Nigeria will no longer accept COVID-19 vaccinations with limited shelf life after 1 million doses expired in Africa’s most populous country before the shots could be used.
While some of the dosages sent to Nigeria were close to expire, authorities have stated that some donated vaccinations had only a few weeks left to be distributed to individuals before they became ineffective.
According to Faisal Shuaib, the president of Nigeria’s National Primary Health Care Development Agency, outdated vaccines that have not been used in a timely manner would be destroyed. He didn’t say what Nigerian officials would consider a shelf life that was too short.
Only 1.9 percent of Nigeria’s 206 million people have been properly vaccinated. Despite the fact that at least 30 million doses are currently available, authorities claim that the rush to deliver nearly-expired ones has added to the strain.
Other African countries have likewise struggled to make timely use of supplied doses. Earlier this year, Malawi destroyed over 20,000 expired vaccines, and South Sudan stated it had to waste tens of thousands of doses.
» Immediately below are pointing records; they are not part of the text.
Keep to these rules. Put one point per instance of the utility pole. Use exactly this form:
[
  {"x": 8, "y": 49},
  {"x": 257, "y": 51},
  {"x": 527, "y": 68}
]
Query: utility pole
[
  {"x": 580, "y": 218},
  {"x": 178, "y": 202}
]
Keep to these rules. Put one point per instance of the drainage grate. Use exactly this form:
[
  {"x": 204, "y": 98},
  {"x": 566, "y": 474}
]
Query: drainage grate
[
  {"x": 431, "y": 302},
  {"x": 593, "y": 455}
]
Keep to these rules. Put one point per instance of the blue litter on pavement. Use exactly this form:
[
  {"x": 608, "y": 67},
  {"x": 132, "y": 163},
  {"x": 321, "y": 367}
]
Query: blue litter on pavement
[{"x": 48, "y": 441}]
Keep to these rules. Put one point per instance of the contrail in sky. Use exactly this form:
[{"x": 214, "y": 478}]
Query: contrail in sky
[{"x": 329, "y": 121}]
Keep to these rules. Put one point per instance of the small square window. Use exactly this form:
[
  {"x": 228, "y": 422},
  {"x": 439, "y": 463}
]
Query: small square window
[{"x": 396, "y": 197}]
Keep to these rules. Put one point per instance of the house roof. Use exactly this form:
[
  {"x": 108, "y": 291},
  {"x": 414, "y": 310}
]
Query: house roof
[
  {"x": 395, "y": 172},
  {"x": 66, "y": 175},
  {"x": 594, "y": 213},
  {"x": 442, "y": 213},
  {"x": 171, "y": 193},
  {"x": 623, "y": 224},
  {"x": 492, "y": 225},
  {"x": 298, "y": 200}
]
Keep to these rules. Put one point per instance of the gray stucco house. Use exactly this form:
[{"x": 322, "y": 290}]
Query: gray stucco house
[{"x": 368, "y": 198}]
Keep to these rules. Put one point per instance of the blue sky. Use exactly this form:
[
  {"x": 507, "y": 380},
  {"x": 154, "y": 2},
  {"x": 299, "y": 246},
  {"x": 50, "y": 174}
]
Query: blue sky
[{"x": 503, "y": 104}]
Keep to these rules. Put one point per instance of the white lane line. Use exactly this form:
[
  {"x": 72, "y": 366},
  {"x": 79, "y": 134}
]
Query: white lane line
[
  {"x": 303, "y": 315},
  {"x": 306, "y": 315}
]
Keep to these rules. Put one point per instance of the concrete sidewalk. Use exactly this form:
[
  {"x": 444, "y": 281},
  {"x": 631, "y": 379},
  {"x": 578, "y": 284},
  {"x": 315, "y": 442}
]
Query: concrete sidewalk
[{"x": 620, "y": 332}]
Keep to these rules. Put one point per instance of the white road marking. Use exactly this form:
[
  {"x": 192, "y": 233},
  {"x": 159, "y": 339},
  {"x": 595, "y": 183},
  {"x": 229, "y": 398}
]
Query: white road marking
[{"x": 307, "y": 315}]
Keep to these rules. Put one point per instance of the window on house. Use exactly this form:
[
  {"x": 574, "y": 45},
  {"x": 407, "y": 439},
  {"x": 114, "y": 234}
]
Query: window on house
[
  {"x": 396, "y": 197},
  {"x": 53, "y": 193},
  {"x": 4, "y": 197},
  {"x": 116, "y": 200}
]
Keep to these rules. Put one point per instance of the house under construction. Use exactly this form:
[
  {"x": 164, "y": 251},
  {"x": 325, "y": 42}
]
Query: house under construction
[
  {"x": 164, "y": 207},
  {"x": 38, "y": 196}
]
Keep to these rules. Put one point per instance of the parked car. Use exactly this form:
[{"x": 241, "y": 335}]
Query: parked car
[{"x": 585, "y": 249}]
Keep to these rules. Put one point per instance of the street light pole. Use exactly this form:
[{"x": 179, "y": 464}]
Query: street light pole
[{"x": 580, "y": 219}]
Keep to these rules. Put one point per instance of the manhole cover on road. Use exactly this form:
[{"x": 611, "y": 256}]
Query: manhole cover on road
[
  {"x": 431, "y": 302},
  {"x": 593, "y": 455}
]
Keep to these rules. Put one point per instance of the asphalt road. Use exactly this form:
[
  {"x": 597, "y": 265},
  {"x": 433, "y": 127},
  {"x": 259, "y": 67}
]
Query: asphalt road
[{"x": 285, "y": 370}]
The World Health Organization’s regional director for Africa, Matshidiso Moeti, said Tuesday that the issue of expired vaccines is a worldwide one. In Africa, less than a quarter of one percent of medicines have gone unused.
“It’s critical to remove the perception that, even as we express concern about vaccination supply, millions of doses are being thrown away or expiring in Africa,” she added. “No, that isn’t true.”
Nigeria is starting to witness a rise in the number of new infections two weeks after the country’s first omicron variant case, according to Shuaib. However, he continued, there has been no evidence of higher hospitalizations so far.